Há dois anos, Golin luta na Justiça Federal para tentar retirar os índios da sua terra. Não tem tido sucesso em razão da situação jurídica confusa da área. A situação é citada pelos vizinhos como exemplo do que pode acontecer a qualquer um deles, comenta Adair Beluso, 53 anos, que vive em uma propriedade de 20 hectares com a mulher, Antoninha, a filha Elisa, 14 anos, e o filho Ezequiel, 28 anos, que se formou técnico agropecuário e voltou para casa a fim de ajudar na modernização da propriedade do pai.

— Deixei o emprego para vir ajudar o pai. Agora tivemos de parar de investir por não saber o que irá acontecer amanhã — comenta o agrônomo.

O pai de Ezequiel reclama que a presença dos índios fez naufragar o projeto de desenvolvimento da propriedade da família, que produz leite, soja e milho. Ele acredita que a única maneira de solucionar o problema e juntar-se ao grupo de agricultores que se organizou para deter o avanço das invasões dos índios é realizar protestos para pressionar o governo a recuar na intenção assentar os caingangues na área.

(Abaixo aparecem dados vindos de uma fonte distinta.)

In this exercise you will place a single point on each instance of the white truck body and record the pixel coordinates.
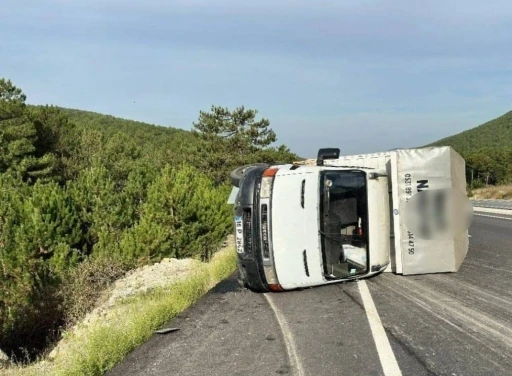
(409, 171)
(282, 230)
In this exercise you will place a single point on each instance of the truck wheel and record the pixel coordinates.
(237, 173)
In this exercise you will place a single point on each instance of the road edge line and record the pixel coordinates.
(295, 363)
(494, 216)
(384, 350)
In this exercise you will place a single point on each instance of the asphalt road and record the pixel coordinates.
(444, 324)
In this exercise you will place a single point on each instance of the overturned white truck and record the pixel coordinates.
(339, 218)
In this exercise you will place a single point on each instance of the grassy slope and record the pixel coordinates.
(101, 346)
(496, 133)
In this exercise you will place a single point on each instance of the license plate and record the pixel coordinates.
(239, 234)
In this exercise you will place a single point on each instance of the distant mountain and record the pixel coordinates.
(496, 133)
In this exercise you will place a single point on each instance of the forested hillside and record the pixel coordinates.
(86, 197)
(487, 150)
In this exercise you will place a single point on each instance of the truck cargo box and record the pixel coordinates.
(411, 171)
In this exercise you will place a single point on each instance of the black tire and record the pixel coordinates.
(237, 173)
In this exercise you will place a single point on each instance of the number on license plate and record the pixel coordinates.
(239, 234)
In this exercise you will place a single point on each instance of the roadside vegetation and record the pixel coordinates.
(87, 197)
(487, 150)
(96, 348)
(499, 192)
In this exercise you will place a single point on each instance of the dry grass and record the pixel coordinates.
(97, 348)
(500, 192)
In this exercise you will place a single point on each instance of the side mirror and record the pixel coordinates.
(327, 153)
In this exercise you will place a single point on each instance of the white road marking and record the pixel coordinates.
(386, 355)
(295, 362)
(494, 216)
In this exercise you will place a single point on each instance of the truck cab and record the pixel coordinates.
(340, 218)
(300, 225)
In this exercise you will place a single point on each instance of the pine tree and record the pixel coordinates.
(18, 136)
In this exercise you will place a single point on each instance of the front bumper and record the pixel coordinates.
(250, 261)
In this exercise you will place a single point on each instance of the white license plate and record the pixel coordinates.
(239, 234)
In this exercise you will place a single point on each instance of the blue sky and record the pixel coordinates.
(360, 75)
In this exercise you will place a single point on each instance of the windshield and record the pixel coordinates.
(344, 223)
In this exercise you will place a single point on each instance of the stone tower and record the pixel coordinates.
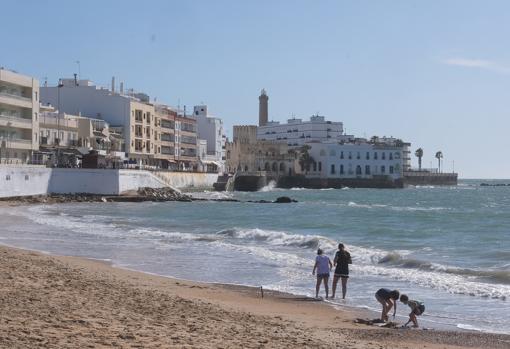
(263, 108)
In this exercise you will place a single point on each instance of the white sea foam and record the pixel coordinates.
(271, 186)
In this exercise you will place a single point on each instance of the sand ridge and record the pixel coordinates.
(68, 302)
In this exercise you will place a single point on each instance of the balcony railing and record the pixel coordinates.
(12, 95)
(16, 118)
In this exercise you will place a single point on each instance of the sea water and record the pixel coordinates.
(446, 246)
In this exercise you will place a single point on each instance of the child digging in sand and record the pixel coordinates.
(417, 308)
(388, 299)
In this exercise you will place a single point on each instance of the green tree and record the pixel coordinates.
(305, 159)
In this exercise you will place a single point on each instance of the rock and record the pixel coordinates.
(284, 200)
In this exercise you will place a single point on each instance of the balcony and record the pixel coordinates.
(16, 143)
(15, 122)
(14, 99)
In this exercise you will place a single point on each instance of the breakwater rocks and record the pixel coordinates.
(142, 194)
(162, 194)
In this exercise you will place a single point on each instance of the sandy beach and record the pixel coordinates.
(67, 302)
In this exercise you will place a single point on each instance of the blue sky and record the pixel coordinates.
(434, 73)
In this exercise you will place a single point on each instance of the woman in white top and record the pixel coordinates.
(323, 266)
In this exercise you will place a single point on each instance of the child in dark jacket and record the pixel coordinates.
(417, 308)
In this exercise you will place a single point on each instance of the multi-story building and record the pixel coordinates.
(19, 113)
(210, 129)
(360, 159)
(133, 113)
(186, 141)
(297, 132)
(57, 129)
(165, 136)
(247, 154)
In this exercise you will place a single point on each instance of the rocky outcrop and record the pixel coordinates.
(162, 194)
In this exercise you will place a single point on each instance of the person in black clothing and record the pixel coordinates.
(341, 262)
(388, 299)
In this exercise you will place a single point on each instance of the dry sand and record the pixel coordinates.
(66, 302)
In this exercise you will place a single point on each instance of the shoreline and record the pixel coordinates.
(94, 300)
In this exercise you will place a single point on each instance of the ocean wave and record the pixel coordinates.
(271, 186)
(397, 260)
(281, 238)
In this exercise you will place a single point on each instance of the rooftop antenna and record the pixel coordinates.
(79, 69)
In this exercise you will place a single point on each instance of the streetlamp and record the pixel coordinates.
(8, 153)
(60, 84)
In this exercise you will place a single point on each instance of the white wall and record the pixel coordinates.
(33, 180)
(188, 180)
(24, 180)
(92, 181)
(134, 179)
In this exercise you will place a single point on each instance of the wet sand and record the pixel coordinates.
(67, 302)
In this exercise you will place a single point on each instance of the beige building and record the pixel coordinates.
(19, 113)
(165, 136)
(247, 154)
(154, 135)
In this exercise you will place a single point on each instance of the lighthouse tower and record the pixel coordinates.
(263, 108)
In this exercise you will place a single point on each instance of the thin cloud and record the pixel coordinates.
(477, 64)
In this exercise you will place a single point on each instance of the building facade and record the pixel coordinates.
(297, 132)
(154, 135)
(248, 154)
(210, 129)
(358, 159)
(19, 117)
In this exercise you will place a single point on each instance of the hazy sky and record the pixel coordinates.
(434, 73)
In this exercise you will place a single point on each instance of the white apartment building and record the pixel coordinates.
(19, 112)
(210, 129)
(358, 159)
(136, 117)
(297, 132)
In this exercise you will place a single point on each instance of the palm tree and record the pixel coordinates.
(419, 155)
(305, 159)
(439, 156)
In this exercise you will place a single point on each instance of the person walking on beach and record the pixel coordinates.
(341, 263)
(417, 308)
(322, 266)
(388, 299)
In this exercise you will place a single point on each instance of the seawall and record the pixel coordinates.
(425, 178)
(38, 180)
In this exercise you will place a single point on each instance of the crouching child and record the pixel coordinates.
(417, 308)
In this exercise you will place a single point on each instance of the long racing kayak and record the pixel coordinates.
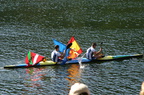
(74, 61)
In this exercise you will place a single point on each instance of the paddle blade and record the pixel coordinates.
(69, 45)
(33, 58)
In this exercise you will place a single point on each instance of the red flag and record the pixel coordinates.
(75, 48)
(33, 58)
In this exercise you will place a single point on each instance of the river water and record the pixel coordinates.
(30, 25)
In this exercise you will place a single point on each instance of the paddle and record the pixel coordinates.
(101, 47)
(65, 58)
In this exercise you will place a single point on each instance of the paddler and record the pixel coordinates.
(56, 56)
(92, 53)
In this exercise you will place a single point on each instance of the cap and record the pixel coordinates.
(56, 46)
(79, 88)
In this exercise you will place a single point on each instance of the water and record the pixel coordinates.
(30, 25)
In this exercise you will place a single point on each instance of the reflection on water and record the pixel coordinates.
(34, 75)
(74, 74)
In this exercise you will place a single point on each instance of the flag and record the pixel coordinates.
(33, 58)
(75, 48)
(62, 47)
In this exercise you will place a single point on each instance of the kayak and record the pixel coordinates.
(74, 61)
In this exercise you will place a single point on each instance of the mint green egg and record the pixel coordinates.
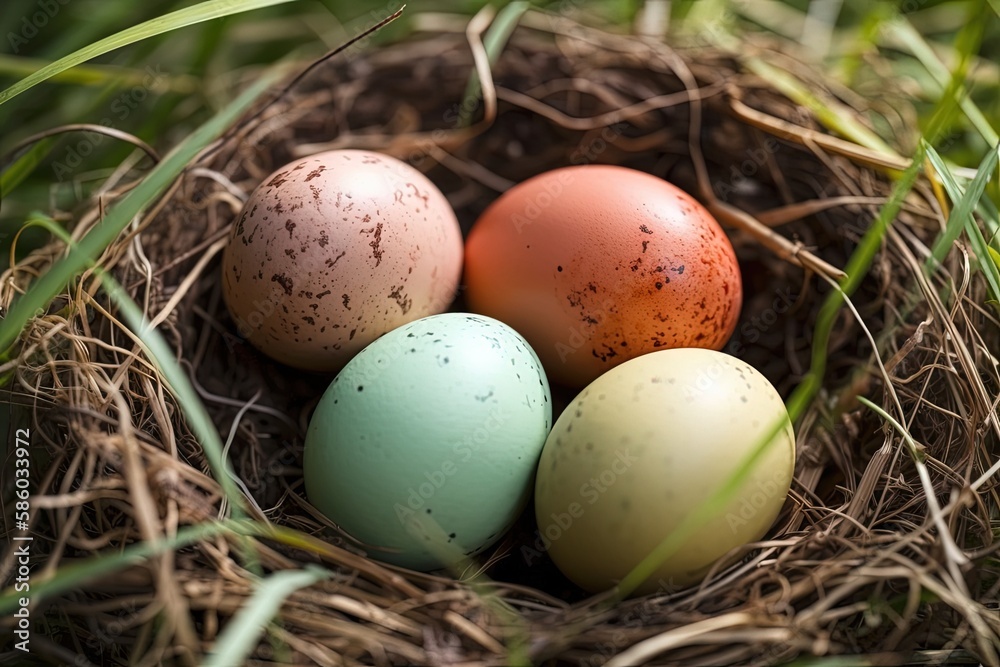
(425, 445)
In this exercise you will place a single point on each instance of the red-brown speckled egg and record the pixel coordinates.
(333, 250)
(595, 265)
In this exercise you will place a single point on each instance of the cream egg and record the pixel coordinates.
(645, 446)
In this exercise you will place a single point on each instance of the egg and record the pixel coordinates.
(425, 445)
(598, 264)
(333, 250)
(646, 445)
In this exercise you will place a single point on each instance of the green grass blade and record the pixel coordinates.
(72, 577)
(494, 41)
(160, 355)
(38, 296)
(199, 13)
(964, 205)
(908, 36)
(22, 167)
(976, 240)
(96, 75)
(843, 123)
(241, 634)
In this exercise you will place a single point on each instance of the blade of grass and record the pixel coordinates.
(908, 36)
(38, 296)
(857, 268)
(964, 204)
(204, 11)
(827, 111)
(160, 355)
(494, 41)
(980, 247)
(243, 631)
(96, 75)
(72, 577)
(22, 167)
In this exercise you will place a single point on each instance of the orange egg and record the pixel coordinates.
(595, 265)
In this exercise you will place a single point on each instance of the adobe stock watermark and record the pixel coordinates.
(589, 492)
(121, 107)
(33, 22)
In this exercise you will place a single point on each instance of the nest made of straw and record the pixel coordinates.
(862, 559)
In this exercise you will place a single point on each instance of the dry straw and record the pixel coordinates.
(885, 545)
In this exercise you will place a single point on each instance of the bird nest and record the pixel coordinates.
(885, 544)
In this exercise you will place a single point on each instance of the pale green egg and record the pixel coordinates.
(425, 445)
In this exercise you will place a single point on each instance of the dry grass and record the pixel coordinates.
(881, 548)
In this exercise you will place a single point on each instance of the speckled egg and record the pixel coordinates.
(645, 447)
(599, 264)
(424, 447)
(333, 250)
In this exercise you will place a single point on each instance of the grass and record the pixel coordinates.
(235, 46)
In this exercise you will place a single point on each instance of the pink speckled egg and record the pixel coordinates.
(333, 250)
(595, 265)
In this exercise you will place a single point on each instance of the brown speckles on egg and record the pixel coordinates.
(341, 232)
(283, 280)
(665, 274)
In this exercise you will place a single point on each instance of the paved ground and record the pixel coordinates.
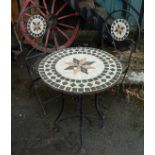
(34, 134)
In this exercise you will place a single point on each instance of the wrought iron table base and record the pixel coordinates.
(81, 114)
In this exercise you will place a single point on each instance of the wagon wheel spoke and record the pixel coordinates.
(66, 26)
(62, 32)
(47, 37)
(37, 7)
(27, 14)
(61, 9)
(68, 16)
(46, 8)
(54, 34)
(55, 39)
(53, 6)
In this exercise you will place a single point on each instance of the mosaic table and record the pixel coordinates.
(80, 71)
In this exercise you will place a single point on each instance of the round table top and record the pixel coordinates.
(80, 70)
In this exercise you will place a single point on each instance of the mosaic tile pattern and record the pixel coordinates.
(36, 26)
(80, 70)
(120, 29)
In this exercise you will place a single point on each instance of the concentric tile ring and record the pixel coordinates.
(89, 70)
(36, 26)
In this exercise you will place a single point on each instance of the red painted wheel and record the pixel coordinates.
(47, 28)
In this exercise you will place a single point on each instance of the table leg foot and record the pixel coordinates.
(61, 110)
(81, 118)
(98, 112)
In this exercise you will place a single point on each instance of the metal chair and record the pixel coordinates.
(121, 30)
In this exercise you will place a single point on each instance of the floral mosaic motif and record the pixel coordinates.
(80, 65)
(119, 29)
(37, 26)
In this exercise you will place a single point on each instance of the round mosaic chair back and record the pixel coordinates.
(80, 70)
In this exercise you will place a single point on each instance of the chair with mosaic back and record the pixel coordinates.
(121, 30)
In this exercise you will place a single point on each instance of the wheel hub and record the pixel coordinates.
(52, 21)
(120, 29)
(36, 26)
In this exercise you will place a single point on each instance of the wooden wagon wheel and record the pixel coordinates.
(47, 28)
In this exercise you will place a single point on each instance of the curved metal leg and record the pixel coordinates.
(98, 112)
(61, 110)
(81, 118)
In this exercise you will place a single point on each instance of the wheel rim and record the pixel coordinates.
(47, 29)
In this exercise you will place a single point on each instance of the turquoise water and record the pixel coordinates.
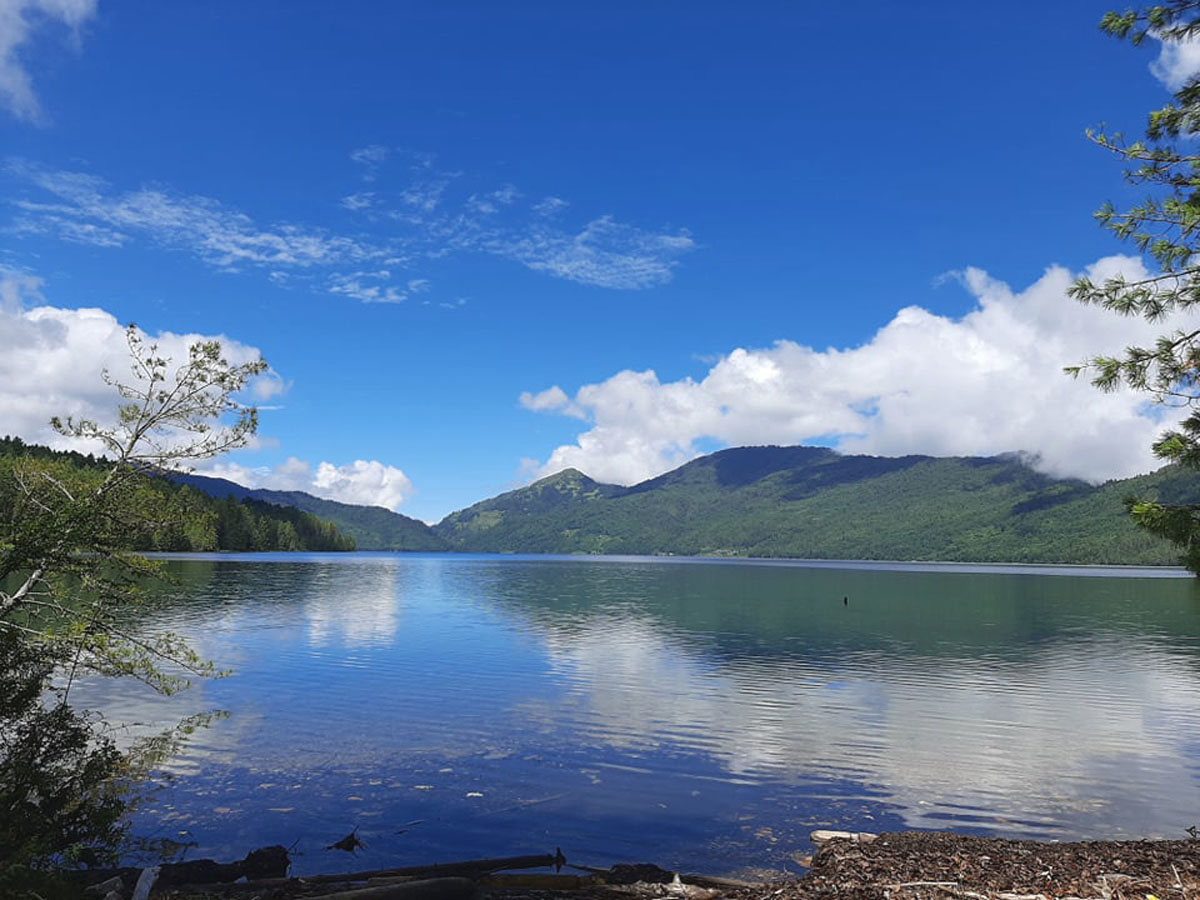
(701, 714)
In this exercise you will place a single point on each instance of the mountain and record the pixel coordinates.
(183, 517)
(371, 527)
(815, 503)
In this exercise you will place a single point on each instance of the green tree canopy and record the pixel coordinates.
(1165, 229)
(67, 580)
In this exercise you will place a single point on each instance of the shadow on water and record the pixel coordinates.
(703, 714)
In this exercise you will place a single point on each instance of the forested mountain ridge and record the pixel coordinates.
(371, 527)
(815, 503)
(178, 517)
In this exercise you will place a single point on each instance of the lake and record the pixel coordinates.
(701, 714)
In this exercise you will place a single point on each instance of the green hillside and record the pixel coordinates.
(815, 503)
(177, 517)
(371, 527)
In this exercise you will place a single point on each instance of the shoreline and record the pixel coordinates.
(900, 865)
(892, 565)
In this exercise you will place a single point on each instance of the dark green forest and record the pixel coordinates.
(175, 517)
(815, 503)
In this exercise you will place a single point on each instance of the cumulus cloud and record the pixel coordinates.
(19, 19)
(426, 215)
(366, 483)
(1179, 61)
(87, 209)
(54, 358)
(605, 253)
(987, 383)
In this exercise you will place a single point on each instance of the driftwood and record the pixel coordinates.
(648, 873)
(467, 868)
(262, 863)
(425, 889)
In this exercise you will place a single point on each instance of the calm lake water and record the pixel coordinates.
(701, 714)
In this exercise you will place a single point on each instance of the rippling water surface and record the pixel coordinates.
(701, 714)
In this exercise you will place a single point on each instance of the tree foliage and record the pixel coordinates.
(67, 582)
(1165, 229)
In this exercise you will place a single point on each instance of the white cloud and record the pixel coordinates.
(370, 157)
(419, 222)
(367, 483)
(360, 201)
(19, 19)
(987, 383)
(53, 361)
(1177, 63)
(367, 287)
(605, 253)
(87, 209)
(551, 400)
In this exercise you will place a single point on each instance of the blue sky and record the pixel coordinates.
(480, 241)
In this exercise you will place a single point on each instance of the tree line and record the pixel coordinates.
(175, 517)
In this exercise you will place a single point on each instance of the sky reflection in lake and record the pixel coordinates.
(703, 714)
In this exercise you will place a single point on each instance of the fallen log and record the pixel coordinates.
(466, 868)
(425, 889)
(262, 863)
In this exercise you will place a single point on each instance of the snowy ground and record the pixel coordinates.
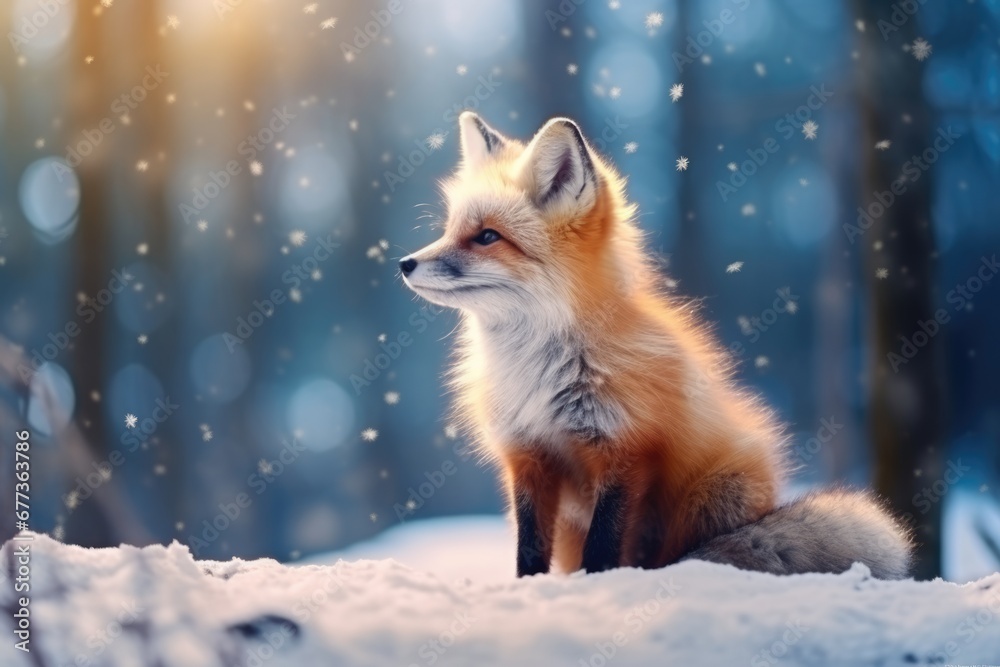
(158, 606)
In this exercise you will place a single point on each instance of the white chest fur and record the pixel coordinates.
(545, 388)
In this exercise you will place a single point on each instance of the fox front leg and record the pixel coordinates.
(602, 550)
(533, 482)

Os caingangues vieram para ficar

Há vários agricultores que não estão fazendo protesto porque concordaram em pagar uma espécie de "aluguel" das próprias terras aos índios para não serem incomodados. ZH conseguiu falar com um deles, na condição de não revelar o seu nome. Ele disse que, para continuar morando e trabalhando na propriedade, dá uma porcentagem da colheita para os indígenas. Bem articulado e informado, o cacique Franco nega que os índios estejam extorquindo os agricultores. Afirma que sabe que a incerteza causa medo nos colonos. Mas que também apavora as famílias indígenas, que temem ser atacadas pelos agricultores.

— Antigamente, os colonos conseguiram expulsar daqui os nossos pais. Agora, eles não conseguirão nos tirar daqui, eles é que vão sair — promete.


Lavandovski (E) e Golin questionam demarcação | Foto: Carlos Macedo



Para apressar o processo, o cacique tem a intenção de iniciar nas próximas semanas o processo de desintrusão (retirada das famílias de colonos) do Passo Grande da Forquilha. Na última semana, o boato de que bandos de índios armados estariam circulando pela região para fazer a desintrusão espalhou-se com rapidez entre as famílias de agricultores.

No feriado do Dia do Trabalho, os colonos se reuniram na sede do Sindicato dos Trabalhadores Rurais. A situação foi discutida, e houve a decisão de reforçar a vigilância aos movimentos dos índios.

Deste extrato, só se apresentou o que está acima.